We slept the night of August 9th at our first high alpine campsite, dispersed but absolutely perfect, out in just the last few groupings of trees before we hit tree line. Huge 12 and 13 thousand foot mountains all around us and so many wild flowers the landscape looked almost quilted with colored and textured fabrics. What an amazing place to wake up on the morning of my 29th birthday. On the 10th we pushed to the top of Georgia Pass and descended down down down, hiking past Keystone Outback and the Dillon Valley. We got our first rain of the trip that day as well. Mike set up a quick tarp and let us sit under it as the storm passed. We hiked a long day and found a beautiful campsite near a forest road, so there were many other people there, which at times is really nice and comforting to me, even if we don’t interact, just knowing they’re there. Mike hiked in for my birthday a small box of wine, candies, a card and some nail polish for me. What a treat! The next day we were back at it hiking over Swan Mountain to the Breckenridge side. This put us in Breckenridge a day early so we camped in the rain just a few miles outside of town and hiked in the next morning.
It was weird getting back to civilization, Breckenridge was a little overwhelming since it is like Disney Land for adults from Oklahoma and I felt a bit culture shocked and a little bit anxious for the first few hours settling back in to “town”. Leah and Christian our very dear friends, put us up at their place in Dillon for a couple days and it was a wonderful time catching up and sharing with them our travels so far. We also got a much needed respite for both us and our dogs.
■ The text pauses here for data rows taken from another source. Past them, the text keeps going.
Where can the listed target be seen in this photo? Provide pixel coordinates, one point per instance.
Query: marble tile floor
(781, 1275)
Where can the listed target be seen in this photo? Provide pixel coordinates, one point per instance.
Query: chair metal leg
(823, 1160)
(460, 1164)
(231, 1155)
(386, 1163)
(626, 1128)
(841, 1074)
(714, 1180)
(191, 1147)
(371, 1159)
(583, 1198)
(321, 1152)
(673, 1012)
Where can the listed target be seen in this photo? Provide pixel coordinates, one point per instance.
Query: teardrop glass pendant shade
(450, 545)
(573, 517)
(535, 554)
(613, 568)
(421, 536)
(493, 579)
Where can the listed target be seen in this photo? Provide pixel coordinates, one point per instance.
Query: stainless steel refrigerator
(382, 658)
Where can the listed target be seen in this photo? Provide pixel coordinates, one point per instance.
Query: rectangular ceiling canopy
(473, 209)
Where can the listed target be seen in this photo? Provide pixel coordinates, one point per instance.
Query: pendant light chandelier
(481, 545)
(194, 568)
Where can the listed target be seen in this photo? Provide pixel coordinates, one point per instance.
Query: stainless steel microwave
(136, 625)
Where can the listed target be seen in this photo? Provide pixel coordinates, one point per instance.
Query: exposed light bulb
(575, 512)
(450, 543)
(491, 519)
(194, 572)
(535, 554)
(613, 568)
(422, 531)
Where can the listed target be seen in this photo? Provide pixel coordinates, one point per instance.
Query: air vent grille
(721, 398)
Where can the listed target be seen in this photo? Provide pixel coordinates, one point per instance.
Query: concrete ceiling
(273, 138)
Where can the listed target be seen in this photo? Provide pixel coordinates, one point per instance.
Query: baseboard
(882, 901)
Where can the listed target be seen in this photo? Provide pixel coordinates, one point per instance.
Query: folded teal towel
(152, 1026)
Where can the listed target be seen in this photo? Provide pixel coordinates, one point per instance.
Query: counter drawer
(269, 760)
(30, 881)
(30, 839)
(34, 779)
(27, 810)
8 days in the back country is a lot to take on; the food for that period of time is really heavy and mileage in the first days is so crucial in order to stay on track and get to each destination on time. However, while those things are important and us being prepared has everything to do with our eventual success, it isn’t the most important thing once you are out there. Time spent in nature in the places that so many will never work that hard to see, mountains as far as the eyes can see, clouds below you as walk the high alpine passes, bathing in Mountain streams, watching weather systems build all day and then watching and feeling them let go upon you, star gazing, smelling the forest floor and the Ponderosa Pines and seeing fresh mountain dew upon everything on the early morning hikes, watching the dogs have the best day of there life every single day, spending time with my spouse having no negative distractions or dramas around us, these are the important things, and out there I’ve never felt  more content with myself and the path I'm choosing to walk in life. Before I left, my grandma asked me why I was doing this? She asked very simply if it was just for me to see things? I responded with something very self-important like, “Grandma, it’s for my soul”, but the more I walk the more simple everything is becoming in my life and now the answer is simply “yes, I want to see things!” But even more I want to see the things that you have to work to get to. Nothing good in life is free, and I think she’d appreciate that sentiment more than most.
We are learning and growing each day. We are living our dreams!

Big Thanks to each of you for all the love and support over the course of this journey and as always, Thanks for reading!